Seagate Ships One Billionth Drive

April 22, 2008 | by Geoff Duncan

Seagate claims to be the first storage manufacturer to have shipped 1 billion drives, totaling more than 79 million terabytes of storage.

Storage manufacturer Seagate is blowing its own horn today, claiming to be the first hard drive manufacturer to have shipped more than 1 billion drives. According to the company, the entire storage capacity of drives shipped over the company's 29 year history totals more than 79 million terabytes…and that number isn't going to stand for long, since the company is currently shipping more than 111,000 terabytes per day.

"Al Shugart and a few others started the company behind a convenience store in 1979 and enabled the birth of the first PCs," said Seagate CEO Bill Watkins in a statement. "Today we're at the center of the digital content revolution. So reaching this milestone is a great opportunity for us to reflect on our accomplishments and those of our predecessors, and to also look forward to the great things we can still achieve as a company."

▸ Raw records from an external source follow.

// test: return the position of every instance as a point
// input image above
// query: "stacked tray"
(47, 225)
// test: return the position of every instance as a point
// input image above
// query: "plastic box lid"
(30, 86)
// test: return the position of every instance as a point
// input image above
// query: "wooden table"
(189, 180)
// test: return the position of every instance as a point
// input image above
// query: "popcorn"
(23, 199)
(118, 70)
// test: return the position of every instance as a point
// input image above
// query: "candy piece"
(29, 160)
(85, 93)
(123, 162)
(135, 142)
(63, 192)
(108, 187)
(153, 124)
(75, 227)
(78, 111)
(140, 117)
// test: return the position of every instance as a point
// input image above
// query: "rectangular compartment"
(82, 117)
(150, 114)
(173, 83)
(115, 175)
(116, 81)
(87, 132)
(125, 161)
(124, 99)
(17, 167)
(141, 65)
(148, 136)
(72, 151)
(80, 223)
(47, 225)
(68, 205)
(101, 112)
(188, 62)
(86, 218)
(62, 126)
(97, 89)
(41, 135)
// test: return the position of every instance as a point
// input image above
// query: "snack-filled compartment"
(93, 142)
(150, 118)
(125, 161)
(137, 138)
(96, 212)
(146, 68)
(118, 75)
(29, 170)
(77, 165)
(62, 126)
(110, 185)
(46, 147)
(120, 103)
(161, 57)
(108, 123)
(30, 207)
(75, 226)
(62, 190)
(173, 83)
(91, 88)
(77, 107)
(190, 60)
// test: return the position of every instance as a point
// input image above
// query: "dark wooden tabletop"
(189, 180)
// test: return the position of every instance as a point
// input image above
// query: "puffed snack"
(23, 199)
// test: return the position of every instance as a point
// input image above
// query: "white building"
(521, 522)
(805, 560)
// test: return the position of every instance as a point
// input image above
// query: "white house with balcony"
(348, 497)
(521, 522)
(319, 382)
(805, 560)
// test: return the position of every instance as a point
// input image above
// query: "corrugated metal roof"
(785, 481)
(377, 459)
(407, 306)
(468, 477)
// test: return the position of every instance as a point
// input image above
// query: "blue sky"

The company's first hard drive stored a whopping 5 megabytes of data, weighed roughly 5 pounds, and was priced at $1,500, or the equivalent of $300 per megabyte. Since then, hard drive capacities have blossomed while prices have continuously dropped: a megabyte of storage on a modern drive costs about 1/5000th of a cent.

Seagate currently estimates it will ship its two billionth drive in less than five years.